Do you see more movement in any specific sector - i.e. single family, condominiums, townhouses?
"Single family home sales remains our strength," Sue said. "But we have also seen good activity in the condo market as those downsizing and the young people enjoy all of the options of living in downtown Arlington Heights, close to the train.
"In the single-family market we are certainly seeing people re-evaluating what they are looking for. They are looking at their particular needs, not just what they can get that is bigger."
And for the last several years, even before the major gas price spike of last summer occurred, people have also been trying to stay close to amenities like schools, shopping and entertainment, she said.

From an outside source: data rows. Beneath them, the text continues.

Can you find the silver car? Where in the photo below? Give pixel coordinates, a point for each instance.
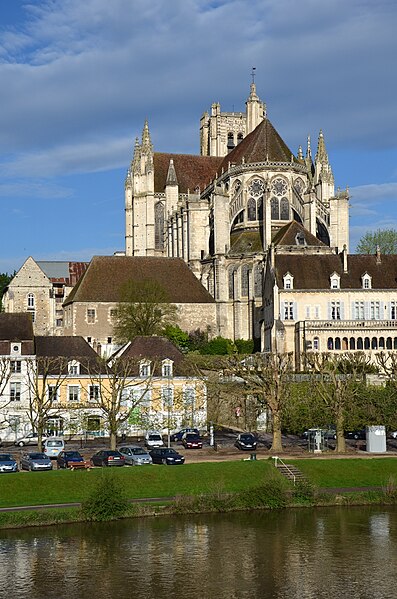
(135, 455)
(35, 461)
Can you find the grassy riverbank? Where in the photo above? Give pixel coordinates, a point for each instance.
(198, 488)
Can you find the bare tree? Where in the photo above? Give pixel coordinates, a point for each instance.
(5, 398)
(266, 377)
(335, 381)
(117, 391)
(45, 375)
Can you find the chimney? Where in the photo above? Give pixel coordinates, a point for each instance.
(344, 256)
(378, 260)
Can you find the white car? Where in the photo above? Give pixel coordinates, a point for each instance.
(29, 439)
(153, 439)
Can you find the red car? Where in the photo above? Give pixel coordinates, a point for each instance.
(192, 441)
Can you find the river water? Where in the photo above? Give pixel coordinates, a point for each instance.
(302, 553)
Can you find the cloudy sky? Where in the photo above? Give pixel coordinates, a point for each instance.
(79, 78)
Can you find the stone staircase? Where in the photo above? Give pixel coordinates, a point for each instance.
(291, 472)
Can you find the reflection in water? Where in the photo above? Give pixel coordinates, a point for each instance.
(300, 553)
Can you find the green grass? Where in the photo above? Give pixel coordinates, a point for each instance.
(65, 486)
(348, 472)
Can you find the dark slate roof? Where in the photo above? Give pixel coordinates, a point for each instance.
(157, 349)
(192, 171)
(314, 271)
(263, 143)
(66, 347)
(63, 272)
(16, 327)
(106, 274)
(287, 235)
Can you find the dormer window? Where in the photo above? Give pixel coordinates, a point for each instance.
(144, 369)
(335, 281)
(288, 281)
(73, 367)
(167, 368)
(366, 281)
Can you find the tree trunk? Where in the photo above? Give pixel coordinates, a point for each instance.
(113, 440)
(276, 442)
(340, 434)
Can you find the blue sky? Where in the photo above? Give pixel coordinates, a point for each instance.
(79, 78)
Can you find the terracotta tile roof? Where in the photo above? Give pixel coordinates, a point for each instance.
(287, 235)
(157, 349)
(16, 327)
(106, 274)
(191, 171)
(314, 271)
(263, 143)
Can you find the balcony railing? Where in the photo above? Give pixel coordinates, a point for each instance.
(344, 325)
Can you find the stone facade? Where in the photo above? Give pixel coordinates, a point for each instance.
(221, 210)
(329, 302)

What differences do you see between the city and suburban markets?
"Chicago will take longer to rebound than the suburbs because there is such a big inventory of condos there," said Paul. "Arlington Heights and nearby suburbs, on the other hand, are totally built out, so inventory is not much of a problem."

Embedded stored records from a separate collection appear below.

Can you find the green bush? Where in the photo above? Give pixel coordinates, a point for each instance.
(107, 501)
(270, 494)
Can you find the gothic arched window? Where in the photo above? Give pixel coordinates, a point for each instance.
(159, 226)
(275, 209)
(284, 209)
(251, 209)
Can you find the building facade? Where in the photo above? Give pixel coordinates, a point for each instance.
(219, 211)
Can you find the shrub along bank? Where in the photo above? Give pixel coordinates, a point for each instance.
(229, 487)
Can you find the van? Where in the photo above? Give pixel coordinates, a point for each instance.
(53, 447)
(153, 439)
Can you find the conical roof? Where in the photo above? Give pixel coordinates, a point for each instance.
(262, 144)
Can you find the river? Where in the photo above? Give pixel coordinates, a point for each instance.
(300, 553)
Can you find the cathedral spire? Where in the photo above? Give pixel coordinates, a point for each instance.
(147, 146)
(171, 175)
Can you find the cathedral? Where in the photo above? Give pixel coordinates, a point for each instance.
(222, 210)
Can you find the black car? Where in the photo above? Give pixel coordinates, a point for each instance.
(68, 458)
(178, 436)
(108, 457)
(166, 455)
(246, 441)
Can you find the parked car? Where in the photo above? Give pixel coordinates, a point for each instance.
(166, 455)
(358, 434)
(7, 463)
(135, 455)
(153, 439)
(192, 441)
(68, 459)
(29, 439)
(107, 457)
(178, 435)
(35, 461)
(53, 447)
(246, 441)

Are first-time buyers who have no home to sell taking advantage of the low prices?
"Those buyers are very educated and they are watching and waiting for the perceived bottom of the market," Sue said.

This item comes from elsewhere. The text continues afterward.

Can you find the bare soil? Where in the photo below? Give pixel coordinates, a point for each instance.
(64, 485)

"Since there has been talk of 4.5-percent interest rates, they are waiting for that to happen," Paul added.
"And then there is the lending issue. Banks have not been releasing money. If that changes in the first quarter of 2009, I think that you will see the number of first time buyers getting into the market increase," Sue said.
Have you seen your clients have trouble getting mortgages?
"Loans are available and if people qualify, they are getting them. The lenders are just scrutinizing things more and they should," said Sue.
"We have lost a couple of deals, however, because the people couldn't get a loan," Paul continued. "And it is taking much longer for banks to issue pre-approval letters. In addition, people are finding out when they get the letters that they cannot afford as much house as they originally thought, so they have to start the search process all over again."
The Ducheks strongly urge anyone interested in purchasing a house to get their pre-approval letter before they even start shopping since such a letter is now expected before a purchase contract is even written.
What steps need to be taken to help strengthen the Chicago area real estate market?
"Historically, when the economy loosens up, real estate is the first to rebound," Sue said.
"But before that can happen, banks need to loosen up on the money," Paul added. Requiring a credit score of 700 to buy a house is pushing it a bit. Of course, we don't want to go back to the haphazard lending that was taking place a few years ago, but they have to have some flexibility.
"The pendulum has swung to the other extreme and now we have to get back to the middle," Sue said.
"And prospective buyers need to educate themselves about what all of this means to them personally. They may get less for the home they are selling, but there are also better buying opportunities out there for them. They need to take a step back and look at the full picture so they can make the best decision for them," Sue said.